On the other hand, the possibility that IL-4 plays a role in regulation of serum IL-15 level cannot be denied. A previous study demonstrated that IL-15 mRNA expression was induced in human blood-derived dendritic cells during culture in granulocyte-macrophage colony-stimulating factor and IL-4 [29] . In this previous study, the induction of IL-15 gene expression was followed by a moderate increase of IL-15 protein in the culture supernatants [29] . Also, higher IL-4 was associated with higher IL-15 in the present study (r = 0.76, p < 0.05).

Rodent study suggests that IL-15 takes part in reducing the mass of adipose tissue. IL-15 administration for 7 days decreased white adipose tissue by approximately 30% in adult rats [30] . Consistently, Nielsen et al. [31] showed an inverse association between plasma IL-15 and percent fat mass was also observed in humans. On the other hand, the current study observed a positive relationship between percent body fat and IL-15 concentration in healthy middle-aged men who are sedentary or runners. When analyzing with data from 4 sedentary men, the correlation between percent fat and IL-15 became non-significant, as described in the result section. Thus, we are not able to exclude the possibility that the significant correlation observed in all subjects (n = 8) could be due to heterogeneity of the current participants (i.e., sedentary men and runners). Further studies are needed to determine the association between IL-15 and body fat in rodents and humans.

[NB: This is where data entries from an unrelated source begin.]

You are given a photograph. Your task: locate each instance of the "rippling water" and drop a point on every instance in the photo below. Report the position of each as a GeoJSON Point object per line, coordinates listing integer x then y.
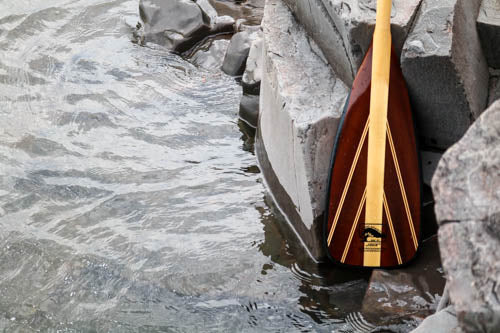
{"type": "Point", "coordinates": [130, 198]}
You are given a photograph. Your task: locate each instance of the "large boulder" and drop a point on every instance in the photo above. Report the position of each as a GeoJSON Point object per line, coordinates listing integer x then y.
{"type": "Point", "coordinates": [180, 24]}
{"type": "Point", "coordinates": [445, 69]}
{"type": "Point", "coordinates": [301, 105]}
{"type": "Point", "coordinates": [237, 52]}
{"type": "Point", "coordinates": [344, 29]}
{"type": "Point", "coordinates": [467, 191]}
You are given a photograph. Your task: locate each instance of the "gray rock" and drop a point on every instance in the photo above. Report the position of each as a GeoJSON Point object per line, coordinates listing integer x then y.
{"type": "Point", "coordinates": [211, 56]}
{"type": "Point", "coordinates": [467, 191]}
{"type": "Point", "coordinates": [253, 69]}
{"type": "Point", "coordinates": [444, 321]}
{"type": "Point", "coordinates": [343, 29]}
{"type": "Point", "coordinates": [301, 104]}
{"type": "Point", "coordinates": [410, 292]}
{"type": "Point", "coordinates": [180, 24]}
{"type": "Point", "coordinates": [488, 26]}
{"type": "Point", "coordinates": [494, 86]}
{"type": "Point", "coordinates": [249, 11]}
{"type": "Point", "coordinates": [445, 70]}
{"type": "Point", "coordinates": [249, 109]}
{"type": "Point", "coordinates": [237, 53]}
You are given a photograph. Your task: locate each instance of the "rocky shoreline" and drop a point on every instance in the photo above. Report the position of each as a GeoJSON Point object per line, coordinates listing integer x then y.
{"type": "Point", "coordinates": [296, 68]}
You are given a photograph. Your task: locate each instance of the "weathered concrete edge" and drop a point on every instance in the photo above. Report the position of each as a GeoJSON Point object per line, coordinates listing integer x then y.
{"type": "Point", "coordinates": [301, 104]}
{"type": "Point", "coordinates": [285, 204]}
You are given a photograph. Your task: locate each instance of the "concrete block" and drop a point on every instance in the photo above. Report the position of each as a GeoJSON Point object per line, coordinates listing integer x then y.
{"type": "Point", "coordinates": [444, 321]}
{"type": "Point", "coordinates": [494, 86]}
{"type": "Point", "coordinates": [301, 105]}
{"type": "Point", "coordinates": [488, 26]}
{"type": "Point", "coordinates": [253, 69]}
{"type": "Point", "coordinates": [344, 29]}
{"type": "Point", "coordinates": [445, 70]}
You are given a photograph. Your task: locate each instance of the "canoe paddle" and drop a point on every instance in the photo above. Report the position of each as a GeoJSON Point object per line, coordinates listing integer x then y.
{"type": "Point", "coordinates": [373, 210]}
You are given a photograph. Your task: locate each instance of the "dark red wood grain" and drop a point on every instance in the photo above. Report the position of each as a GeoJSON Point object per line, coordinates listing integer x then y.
{"type": "Point", "coordinates": [402, 128]}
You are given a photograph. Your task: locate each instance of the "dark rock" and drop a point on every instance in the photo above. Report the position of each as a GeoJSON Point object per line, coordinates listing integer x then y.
{"type": "Point", "coordinates": [249, 109]}
{"type": "Point", "coordinates": [494, 86]}
{"type": "Point", "coordinates": [211, 56]}
{"type": "Point", "coordinates": [250, 11]}
{"type": "Point", "coordinates": [488, 26]}
{"type": "Point", "coordinates": [180, 24]}
{"type": "Point", "coordinates": [430, 160]}
{"type": "Point", "coordinates": [237, 53]}
{"type": "Point", "coordinates": [445, 70]}
{"type": "Point", "coordinates": [253, 69]}
{"type": "Point", "coordinates": [467, 191]}
{"type": "Point", "coordinates": [411, 292]}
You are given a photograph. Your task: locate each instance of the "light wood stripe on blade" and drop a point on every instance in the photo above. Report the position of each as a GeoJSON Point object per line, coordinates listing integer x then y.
{"type": "Point", "coordinates": [391, 228]}
{"type": "Point", "coordinates": [402, 187]}
{"type": "Point", "coordinates": [348, 182]}
{"type": "Point", "coordinates": [354, 227]}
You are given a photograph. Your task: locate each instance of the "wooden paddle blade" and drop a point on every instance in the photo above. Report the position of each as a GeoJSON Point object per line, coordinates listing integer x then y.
{"type": "Point", "coordinates": [347, 235]}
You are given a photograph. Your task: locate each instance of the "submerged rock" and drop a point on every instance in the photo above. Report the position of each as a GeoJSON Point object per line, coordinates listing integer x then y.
{"type": "Point", "coordinates": [445, 70]}
{"type": "Point", "coordinates": [249, 109]}
{"type": "Point", "coordinates": [180, 24]}
{"type": "Point", "coordinates": [467, 191]}
{"type": "Point", "coordinates": [444, 321]}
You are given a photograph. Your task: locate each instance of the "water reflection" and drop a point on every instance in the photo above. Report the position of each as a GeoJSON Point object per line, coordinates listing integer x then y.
{"type": "Point", "coordinates": [129, 200]}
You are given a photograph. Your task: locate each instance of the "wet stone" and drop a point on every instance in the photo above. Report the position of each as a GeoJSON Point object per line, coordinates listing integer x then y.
{"type": "Point", "coordinates": [180, 24]}
{"type": "Point", "coordinates": [488, 26]}
{"type": "Point", "coordinates": [249, 109]}
{"type": "Point", "coordinates": [446, 71]}
{"type": "Point", "coordinates": [253, 69]}
{"type": "Point", "coordinates": [210, 57]}
{"type": "Point", "coordinates": [301, 105]}
{"type": "Point", "coordinates": [237, 53]}
{"type": "Point", "coordinates": [444, 321]}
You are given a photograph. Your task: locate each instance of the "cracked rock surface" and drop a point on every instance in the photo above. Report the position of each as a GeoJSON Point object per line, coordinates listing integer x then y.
{"type": "Point", "coordinates": [467, 191]}
{"type": "Point", "coordinates": [344, 28]}
{"type": "Point", "coordinates": [301, 104]}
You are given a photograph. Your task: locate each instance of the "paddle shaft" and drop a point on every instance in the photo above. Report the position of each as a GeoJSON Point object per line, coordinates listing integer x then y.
{"type": "Point", "coordinates": [378, 129]}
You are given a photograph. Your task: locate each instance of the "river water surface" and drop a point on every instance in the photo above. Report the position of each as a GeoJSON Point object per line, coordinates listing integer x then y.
{"type": "Point", "coordinates": [130, 198]}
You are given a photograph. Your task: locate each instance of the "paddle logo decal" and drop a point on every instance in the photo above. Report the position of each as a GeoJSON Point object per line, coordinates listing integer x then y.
{"type": "Point", "coordinates": [371, 234]}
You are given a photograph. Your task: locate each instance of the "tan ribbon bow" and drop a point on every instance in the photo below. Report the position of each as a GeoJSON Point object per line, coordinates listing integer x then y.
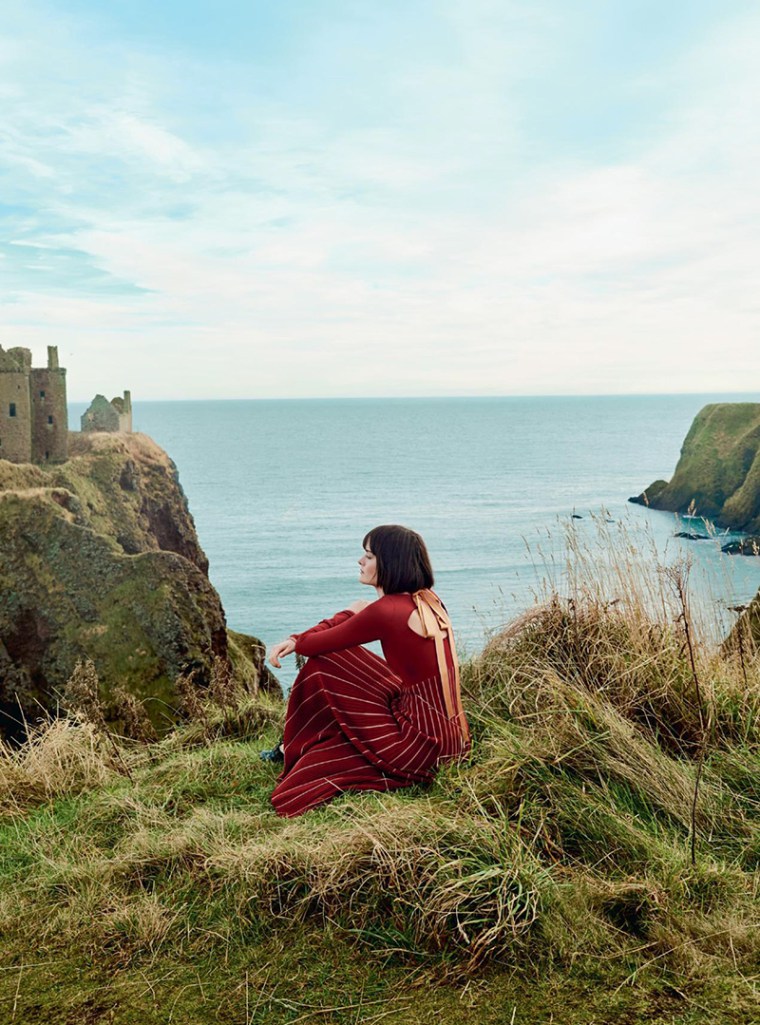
{"type": "Point", "coordinates": [436, 624]}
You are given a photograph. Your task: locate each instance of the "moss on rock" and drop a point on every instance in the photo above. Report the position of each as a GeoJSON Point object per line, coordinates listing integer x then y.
{"type": "Point", "coordinates": [99, 560]}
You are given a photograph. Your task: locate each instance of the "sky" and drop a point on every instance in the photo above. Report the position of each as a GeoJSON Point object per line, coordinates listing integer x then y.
{"type": "Point", "coordinates": [322, 198]}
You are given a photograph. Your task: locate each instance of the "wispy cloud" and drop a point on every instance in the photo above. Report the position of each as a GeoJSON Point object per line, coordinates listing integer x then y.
{"type": "Point", "coordinates": [384, 205]}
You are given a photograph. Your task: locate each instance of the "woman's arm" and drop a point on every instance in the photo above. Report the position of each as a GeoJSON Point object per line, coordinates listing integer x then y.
{"type": "Point", "coordinates": [287, 647]}
{"type": "Point", "coordinates": [352, 629]}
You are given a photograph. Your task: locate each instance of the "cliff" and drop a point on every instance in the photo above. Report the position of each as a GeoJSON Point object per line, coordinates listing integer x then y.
{"type": "Point", "coordinates": [99, 560]}
{"type": "Point", "coordinates": [718, 474]}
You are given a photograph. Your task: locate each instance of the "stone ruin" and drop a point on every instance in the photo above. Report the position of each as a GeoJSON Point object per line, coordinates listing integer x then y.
{"type": "Point", "coordinates": [34, 417]}
{"type": "Point", "coordinates": [112, 416]}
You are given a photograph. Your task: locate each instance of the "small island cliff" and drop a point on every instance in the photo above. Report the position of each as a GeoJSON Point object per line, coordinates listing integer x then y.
{"type": "Point", "coordinates": [99, 560]}
{"type": "Point", "coordinates": [718, 473]}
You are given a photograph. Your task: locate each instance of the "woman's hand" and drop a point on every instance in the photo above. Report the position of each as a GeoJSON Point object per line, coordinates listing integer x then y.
{"type": "Point", "coordinates": [281, 650]}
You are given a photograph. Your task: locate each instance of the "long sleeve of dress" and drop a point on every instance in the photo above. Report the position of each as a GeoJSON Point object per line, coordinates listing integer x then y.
{"type": "Point", "coordinates": [339, 632]}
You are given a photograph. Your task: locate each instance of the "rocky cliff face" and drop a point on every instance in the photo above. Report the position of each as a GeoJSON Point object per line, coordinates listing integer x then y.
{"type": "Point", "coordinates": [99, 560]}
{"type": "Point", "coordinates": [718, 474]}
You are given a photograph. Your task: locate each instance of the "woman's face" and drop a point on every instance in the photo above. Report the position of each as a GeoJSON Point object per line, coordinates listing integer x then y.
{"type": "Point", "coordinates": [368, 568]}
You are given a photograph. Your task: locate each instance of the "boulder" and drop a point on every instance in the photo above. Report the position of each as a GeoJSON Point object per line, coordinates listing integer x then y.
{"type": "Point", "coordinates": [99, 560]}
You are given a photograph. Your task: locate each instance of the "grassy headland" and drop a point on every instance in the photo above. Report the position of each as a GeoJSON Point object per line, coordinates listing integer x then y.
{"type": "Point", "coordinates": [549, 878]}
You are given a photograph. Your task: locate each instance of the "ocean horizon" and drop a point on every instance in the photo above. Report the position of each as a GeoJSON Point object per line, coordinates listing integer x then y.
{"type": "Point", "coordinates": [283, 490]}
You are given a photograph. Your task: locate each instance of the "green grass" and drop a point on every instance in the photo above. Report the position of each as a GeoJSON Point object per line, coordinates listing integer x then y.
{"type": "Point", "coordinates": [548, 878]}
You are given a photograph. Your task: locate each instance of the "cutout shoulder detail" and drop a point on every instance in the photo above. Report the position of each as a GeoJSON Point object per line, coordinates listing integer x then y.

This study had several limitations. First, sample size of this study was very small. We were unable to increase the number of subjects due to an insufficiency of serum samples to measure cytokines. Despite the small sample size, we were able to confirm previously reported association of IL-6 with either body fat or insulin sensitivity [7] [32] by using most precise methods to measure percent body fat, serum cytokine levels, and peripheral/hepatic insulin sensitivity. This confirmation validates current methods and results. However, it is evident that further research is needed to examine if similar relationships are observed in a larger sample of subjects with varying degree of obesity, since the current participants only include men with mild obesity (percent body fat of 24% at the most). Also, additional risk factors potentially affecting insulin sensitivity in healthy humans (e.g., family history of lifestyle-related diseases, blood pressure, and lipid profiles) were not examined. Although we considered percent body fat to be the most important factor influencing insulin sensitivity, incomplete adjustment for other potential confounding variables might have influenced the results. Moreover, causality cannot be judged by this type of study. Longitudinal studies are highly warranted to investigate the association between the chronological changes in IL-15 and insulin sensitivity. Detailed mechanisms for associations between IL-15 and peripheral/hepatic insulin sensitivity remain to be elucidated.

5. Conclusion

The current study showed a possible inverse association between serum IL-15 level and peripheral/hepatic insulin sensitivity in healthy middle-aged men, independent of percent body fat; this association in humans warrants further study.

Disclosure Statement

The authors declare that they have no conflict of interest.


This work was supported by grants from the Japanese Ministry of Education, Culture, Sports, Science, and Technology (10770574, 11480005, 12671123, 19200049: Strategic Research Infrastructure), the Global FU Program funded by Fukuoka University, Japan Diabetes Foundation, the Institute for Adult Disease Asahi Life Foundation, Jichi Medical School Young Investigator Award.